Tal vez, sea necesario recurrir a las estadísticas para confirmar esto, mediante aporte de datos que clarifican cuánto trabaja a través de sus distintas organizaciones internas.
La Iglesia Católica en América mantiene 1.954 hospitales, 5.459 dispensarios, 63 leproserías, 3.755 hogares para ancianos y minusválidos, 2.488 orfanatos,
4.212 jardines de infantes. América del Norte envía 8.193 misioneros y recibe 1.645. América del Sur envía 5.785 misioneros y recibe 12.011.
La Iglesia Católica en Oceanía mantiene 167 hospitales, 190 dispensarios, 1 leprosería, 362 hogares para ancianos y minusválidos, 60 orfanatos, 92 jardines de infantes.
La Iglesia Católica en Europa mantiene 1.232 Hospitales, 2.457 dispensarios, 4 leproserías, 7.975 hogares para ancianos y minusválidos, 2.580 orfanatos, 2.376 jardines de infancia.

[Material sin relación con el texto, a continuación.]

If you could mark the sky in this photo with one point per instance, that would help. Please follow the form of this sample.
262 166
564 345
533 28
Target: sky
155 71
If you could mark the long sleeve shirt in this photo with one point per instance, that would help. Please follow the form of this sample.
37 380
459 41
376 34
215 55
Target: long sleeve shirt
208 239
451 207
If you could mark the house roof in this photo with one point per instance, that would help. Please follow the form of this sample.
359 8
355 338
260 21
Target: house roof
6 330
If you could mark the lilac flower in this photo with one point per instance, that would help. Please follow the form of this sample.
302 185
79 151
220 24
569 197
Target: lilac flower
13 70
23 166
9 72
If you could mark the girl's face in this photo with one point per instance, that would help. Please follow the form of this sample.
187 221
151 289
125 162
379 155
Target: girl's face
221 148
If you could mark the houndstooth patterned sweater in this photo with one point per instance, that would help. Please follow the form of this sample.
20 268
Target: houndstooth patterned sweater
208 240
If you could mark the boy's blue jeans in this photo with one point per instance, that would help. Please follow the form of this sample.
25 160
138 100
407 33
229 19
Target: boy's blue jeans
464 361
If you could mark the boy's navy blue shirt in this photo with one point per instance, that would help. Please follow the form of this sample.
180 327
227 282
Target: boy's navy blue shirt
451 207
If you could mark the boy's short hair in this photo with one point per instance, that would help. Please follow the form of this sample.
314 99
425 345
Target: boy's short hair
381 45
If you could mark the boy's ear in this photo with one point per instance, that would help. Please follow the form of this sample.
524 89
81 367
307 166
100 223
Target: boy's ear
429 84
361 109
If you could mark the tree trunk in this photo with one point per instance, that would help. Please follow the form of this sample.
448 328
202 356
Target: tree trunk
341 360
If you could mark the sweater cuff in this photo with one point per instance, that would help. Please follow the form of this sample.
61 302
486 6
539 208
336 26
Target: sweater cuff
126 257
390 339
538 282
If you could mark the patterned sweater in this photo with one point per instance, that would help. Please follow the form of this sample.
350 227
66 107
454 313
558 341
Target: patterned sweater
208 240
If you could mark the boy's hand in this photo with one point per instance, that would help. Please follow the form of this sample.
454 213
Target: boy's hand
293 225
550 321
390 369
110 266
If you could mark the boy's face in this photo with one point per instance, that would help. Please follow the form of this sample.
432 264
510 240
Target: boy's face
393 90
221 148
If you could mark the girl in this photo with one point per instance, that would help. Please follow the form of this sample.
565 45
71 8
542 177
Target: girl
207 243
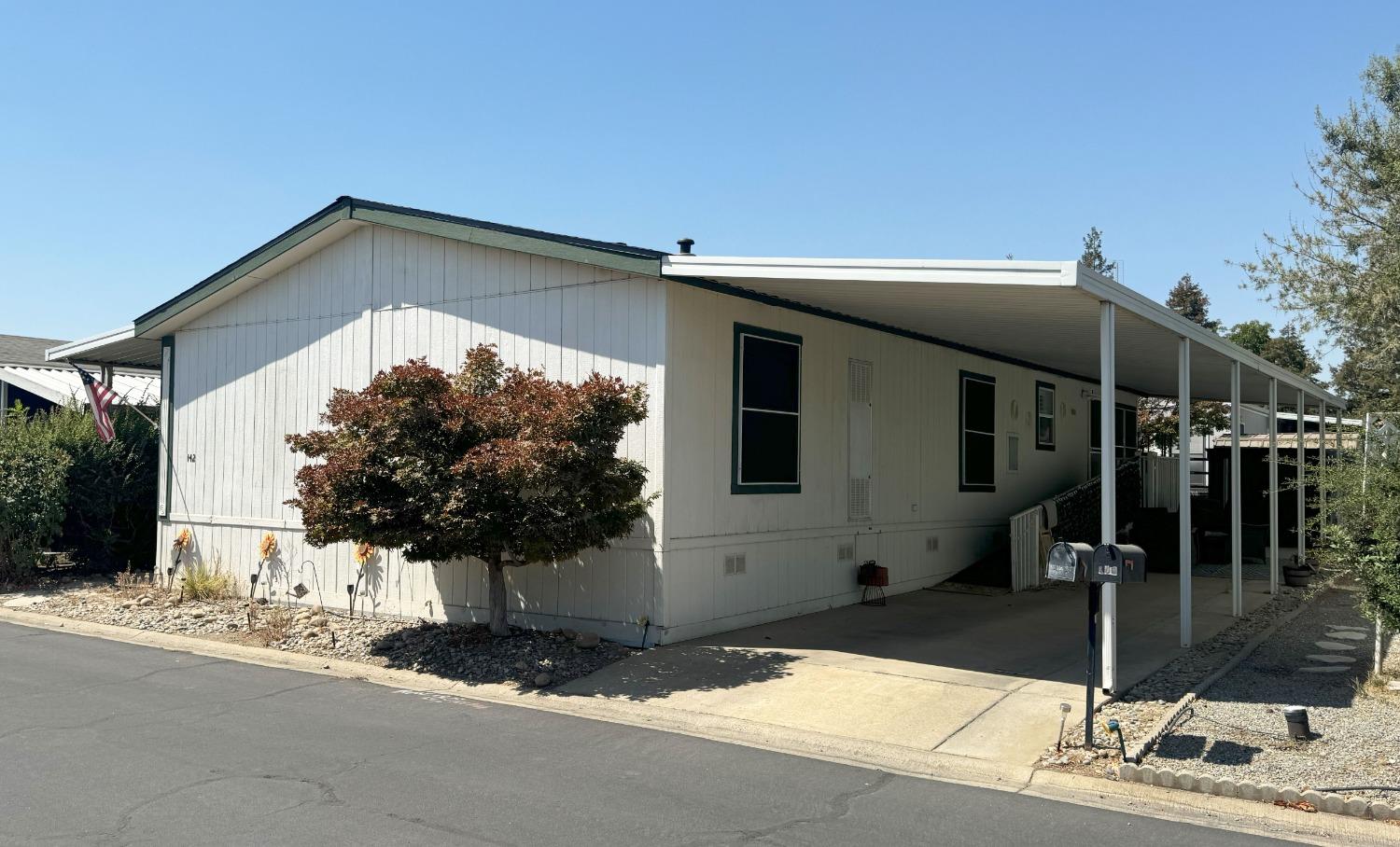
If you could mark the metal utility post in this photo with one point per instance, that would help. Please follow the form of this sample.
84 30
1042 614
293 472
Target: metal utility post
1237 558
1322 469
1108 486
1183 485
1095 590
1273 486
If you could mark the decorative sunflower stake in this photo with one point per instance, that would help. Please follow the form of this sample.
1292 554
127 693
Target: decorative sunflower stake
181 544
265 552
363 553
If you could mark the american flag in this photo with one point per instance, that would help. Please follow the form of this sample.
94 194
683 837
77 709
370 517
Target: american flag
100 396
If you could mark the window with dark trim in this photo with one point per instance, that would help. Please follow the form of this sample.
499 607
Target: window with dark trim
1125 435
976 432
767 411
1044 416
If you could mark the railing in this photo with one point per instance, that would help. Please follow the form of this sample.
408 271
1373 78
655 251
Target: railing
1075 519
1025 548
1161 482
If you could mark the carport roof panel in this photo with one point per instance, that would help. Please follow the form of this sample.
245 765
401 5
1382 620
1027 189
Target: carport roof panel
1044 313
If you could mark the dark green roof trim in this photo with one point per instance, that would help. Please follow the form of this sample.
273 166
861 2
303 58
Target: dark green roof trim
220 279
906 333
616 257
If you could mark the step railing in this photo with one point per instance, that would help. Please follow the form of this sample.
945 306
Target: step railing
1032 528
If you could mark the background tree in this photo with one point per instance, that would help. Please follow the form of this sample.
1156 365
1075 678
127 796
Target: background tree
1094 257
1190 301
492 463
1158 417
1340 271
1287 349
33 493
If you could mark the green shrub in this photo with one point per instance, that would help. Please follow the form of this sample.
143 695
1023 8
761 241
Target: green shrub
111 506
33 494
206 581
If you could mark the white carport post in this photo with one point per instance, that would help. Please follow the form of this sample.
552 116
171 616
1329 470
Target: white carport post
1237 558
1301 479
1322 466
1183 483
1273 485
1108 489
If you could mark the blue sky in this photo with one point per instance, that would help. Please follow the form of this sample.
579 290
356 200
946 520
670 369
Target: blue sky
145 146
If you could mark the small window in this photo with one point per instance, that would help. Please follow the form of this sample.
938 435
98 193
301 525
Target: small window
977 433
767 432
1044 416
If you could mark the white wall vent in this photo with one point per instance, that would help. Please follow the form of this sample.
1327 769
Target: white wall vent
860 499
860 438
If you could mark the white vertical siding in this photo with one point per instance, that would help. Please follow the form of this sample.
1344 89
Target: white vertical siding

Envía 66.776 misioneros y recibe 7.764.
La Iglesia Católica en Africa mantiene 964 hospitales, 5.018 dispensarios, 270 leproserías, 655 hogares para ancianos y minusválidos, 791 orfanatos, 2.036 jardines de infantes. Africa envía 2.585 misioneros y recibe 14.748.
La Iglesia Católica en Asia mantiene 1.076 hospitales, 3.402 dispensarios, 340 leproserías, 1.685 hogares para ancianos y minusválidos, 3.049 orfanatos, 2.959 jardines de infantes. Envía 8.481 misioneros y recibe 6.306.
Datos extraídos de P. Tribuna del 14/03/2013.
No sólo estas estadísticas son poco conocidas (incluso por los mismos católicos) sino que no se sabe que en el propio Vaticano hay un comedor para pobres y que ¼ de los enfermos de SIDA en el mundo son atendidos gratuitamente por la Iglesia Católica.
Con respecto a la educación, todos los colegios católicos del mundo subsidian uno para pobres que son totalmente gratuitos también.
La llegada del papa Francisco, que nos llena de orgullo y de felicidad, seguramente acrecentará esta tarea magnífica de ayuda a los que menos tienen y más necesitan, que fue siempre la obsesión de San Francisco de Asís.